Fish Bun ($8.95)
O'Leary's Tiki Bar and Grill
5 Bayfront Drive, Sarasota
As the only waterfront tiki bar in the City of Sarasota, you would think the place would have the decency to serve a capable fish sandwich. Customers, especially the many visitors who largely fuel our economy, deserve something fresh and delicious, plucked straight from the Gulf. Instead, O'Leary's patrons get to enjoy the gorgeous vistas of Sarasota Bay while dining on a cheap species of catfish native to the Mekong River Delta in Vietnam.
The “Galley Sandwiches” section of O'Leary's only offers a single seafood selection. It simply reads: “Fish Bun (fish filet grilled, fried or blackened).” I asked the woman behind the counter – she appeared to be a manager by the way she directed the other workers – which, exactly, kind of fish she she puts on the bun.
The woman stink-eyed me and muttered about it being a fresh, tasty white fish called “basa.” Well, let me tell you about “basa.” It’s a prettier name for Pangasius bocourti, a fish the Vietnamese would sell in the U.S. as catfish until Congress passed a law in 2003 preventing the imported fish from being labeled as such. In the U.K., they call it "Vietnamese river cobbler" or just "river cobbler."

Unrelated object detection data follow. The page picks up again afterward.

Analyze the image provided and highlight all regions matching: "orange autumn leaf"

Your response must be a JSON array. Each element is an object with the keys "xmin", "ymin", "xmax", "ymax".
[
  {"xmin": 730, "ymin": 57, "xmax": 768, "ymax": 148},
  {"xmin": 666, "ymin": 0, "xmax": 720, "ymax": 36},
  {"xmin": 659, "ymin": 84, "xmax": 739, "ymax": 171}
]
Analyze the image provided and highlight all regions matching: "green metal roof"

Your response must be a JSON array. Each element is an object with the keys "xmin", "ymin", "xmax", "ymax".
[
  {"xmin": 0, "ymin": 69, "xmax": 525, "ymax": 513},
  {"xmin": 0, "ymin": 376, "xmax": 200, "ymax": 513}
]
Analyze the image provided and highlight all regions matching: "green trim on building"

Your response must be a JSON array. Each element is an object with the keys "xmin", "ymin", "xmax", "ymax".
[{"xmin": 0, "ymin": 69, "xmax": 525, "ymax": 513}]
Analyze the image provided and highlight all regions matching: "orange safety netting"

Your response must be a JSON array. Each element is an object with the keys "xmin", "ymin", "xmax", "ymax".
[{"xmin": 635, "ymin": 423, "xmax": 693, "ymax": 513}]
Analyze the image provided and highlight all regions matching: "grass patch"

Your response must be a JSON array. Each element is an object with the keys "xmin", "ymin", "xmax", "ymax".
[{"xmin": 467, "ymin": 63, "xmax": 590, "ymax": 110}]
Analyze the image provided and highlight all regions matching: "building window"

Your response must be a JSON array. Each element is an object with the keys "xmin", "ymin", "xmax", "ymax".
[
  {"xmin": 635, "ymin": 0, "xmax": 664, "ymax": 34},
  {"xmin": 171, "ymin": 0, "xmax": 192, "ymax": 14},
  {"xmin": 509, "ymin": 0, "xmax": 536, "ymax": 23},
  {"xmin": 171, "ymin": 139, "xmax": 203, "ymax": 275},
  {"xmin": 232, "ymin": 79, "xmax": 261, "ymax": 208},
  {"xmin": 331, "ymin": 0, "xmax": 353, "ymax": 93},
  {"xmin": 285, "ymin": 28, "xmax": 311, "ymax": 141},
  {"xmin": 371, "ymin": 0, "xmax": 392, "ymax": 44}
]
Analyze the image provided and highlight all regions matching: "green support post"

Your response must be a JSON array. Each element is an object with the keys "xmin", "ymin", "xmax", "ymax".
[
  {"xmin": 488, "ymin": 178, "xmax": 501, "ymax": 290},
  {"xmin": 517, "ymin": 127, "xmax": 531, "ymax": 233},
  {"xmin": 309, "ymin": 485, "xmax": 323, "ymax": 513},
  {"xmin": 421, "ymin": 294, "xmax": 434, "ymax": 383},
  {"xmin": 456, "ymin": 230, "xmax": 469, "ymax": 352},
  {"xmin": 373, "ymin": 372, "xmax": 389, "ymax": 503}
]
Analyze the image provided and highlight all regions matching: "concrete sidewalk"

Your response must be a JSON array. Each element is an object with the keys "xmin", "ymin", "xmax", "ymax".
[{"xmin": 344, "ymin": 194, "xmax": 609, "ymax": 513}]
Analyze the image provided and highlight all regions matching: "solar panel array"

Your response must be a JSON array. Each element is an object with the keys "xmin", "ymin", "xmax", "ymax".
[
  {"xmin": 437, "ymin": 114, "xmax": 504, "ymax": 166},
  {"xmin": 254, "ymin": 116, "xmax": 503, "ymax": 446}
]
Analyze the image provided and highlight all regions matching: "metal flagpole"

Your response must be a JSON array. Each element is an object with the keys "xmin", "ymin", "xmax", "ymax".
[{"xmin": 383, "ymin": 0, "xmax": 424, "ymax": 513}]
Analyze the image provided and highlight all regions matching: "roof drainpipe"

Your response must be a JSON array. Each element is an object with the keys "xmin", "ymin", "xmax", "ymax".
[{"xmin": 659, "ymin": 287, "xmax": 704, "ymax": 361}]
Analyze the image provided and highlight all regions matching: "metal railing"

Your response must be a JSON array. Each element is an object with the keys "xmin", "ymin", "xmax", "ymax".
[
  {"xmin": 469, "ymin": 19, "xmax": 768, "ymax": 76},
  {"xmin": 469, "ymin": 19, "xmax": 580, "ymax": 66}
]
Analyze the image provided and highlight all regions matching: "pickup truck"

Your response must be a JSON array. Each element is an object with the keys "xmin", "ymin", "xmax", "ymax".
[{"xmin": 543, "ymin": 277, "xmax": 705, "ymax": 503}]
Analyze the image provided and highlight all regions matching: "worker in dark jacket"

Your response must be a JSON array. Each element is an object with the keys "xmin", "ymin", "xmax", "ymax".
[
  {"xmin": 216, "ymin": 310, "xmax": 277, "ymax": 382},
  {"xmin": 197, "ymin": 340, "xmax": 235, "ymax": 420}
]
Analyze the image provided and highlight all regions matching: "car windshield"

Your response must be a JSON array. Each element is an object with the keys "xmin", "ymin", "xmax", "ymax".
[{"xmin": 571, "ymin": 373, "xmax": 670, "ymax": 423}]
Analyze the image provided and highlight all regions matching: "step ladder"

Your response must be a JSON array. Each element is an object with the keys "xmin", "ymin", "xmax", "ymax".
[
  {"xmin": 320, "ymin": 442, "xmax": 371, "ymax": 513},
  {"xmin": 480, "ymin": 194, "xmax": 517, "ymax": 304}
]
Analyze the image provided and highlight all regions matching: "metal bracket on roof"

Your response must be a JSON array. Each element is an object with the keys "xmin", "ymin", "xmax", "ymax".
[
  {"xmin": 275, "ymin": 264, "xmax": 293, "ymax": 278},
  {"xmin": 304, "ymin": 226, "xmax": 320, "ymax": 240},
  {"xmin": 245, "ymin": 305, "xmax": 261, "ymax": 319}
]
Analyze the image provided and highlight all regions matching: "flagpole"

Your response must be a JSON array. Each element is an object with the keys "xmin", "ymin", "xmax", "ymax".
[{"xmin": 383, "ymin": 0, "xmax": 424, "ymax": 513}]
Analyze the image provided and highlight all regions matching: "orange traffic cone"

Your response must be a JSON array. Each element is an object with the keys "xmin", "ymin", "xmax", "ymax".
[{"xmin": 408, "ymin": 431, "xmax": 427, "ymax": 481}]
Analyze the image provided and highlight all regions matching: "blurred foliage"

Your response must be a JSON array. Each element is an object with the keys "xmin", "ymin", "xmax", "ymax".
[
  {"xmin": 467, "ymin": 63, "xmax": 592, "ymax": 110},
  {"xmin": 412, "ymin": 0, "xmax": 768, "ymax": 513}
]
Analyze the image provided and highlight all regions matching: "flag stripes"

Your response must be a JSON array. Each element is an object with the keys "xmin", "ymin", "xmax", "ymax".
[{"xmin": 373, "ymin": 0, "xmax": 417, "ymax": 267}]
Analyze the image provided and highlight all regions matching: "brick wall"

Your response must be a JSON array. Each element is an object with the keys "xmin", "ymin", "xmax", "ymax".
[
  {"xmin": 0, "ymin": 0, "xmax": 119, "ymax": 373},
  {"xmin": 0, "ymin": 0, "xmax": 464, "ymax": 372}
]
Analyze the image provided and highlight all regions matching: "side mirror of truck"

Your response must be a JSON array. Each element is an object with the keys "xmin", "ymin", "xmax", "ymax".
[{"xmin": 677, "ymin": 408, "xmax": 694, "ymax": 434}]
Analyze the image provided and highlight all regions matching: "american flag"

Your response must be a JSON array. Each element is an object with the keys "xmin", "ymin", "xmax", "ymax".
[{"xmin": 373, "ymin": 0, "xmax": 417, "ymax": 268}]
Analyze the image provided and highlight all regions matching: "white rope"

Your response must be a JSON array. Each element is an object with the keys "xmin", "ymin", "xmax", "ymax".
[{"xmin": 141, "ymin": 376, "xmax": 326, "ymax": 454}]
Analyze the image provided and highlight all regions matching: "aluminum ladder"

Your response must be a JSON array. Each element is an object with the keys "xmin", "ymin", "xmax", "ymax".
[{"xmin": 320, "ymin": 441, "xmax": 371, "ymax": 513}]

The big, blackened basa filet I had at O'Leary's was mushy and teemed with a nauseating sweetness slightly masked by the hardly potent enough pepper and other seasonings of the pedestrian blackening blend. If you don't want to use fresh fish from the Gulf -- because of price or convenience -- there are much better choices. Cod works, or even cheap old tilapia.
Hungry, I slathered on the store-bought tartar sauce and tried a second bite. No more. Even the curly fires were pretty crummy and, really, how do you screw up curly fries?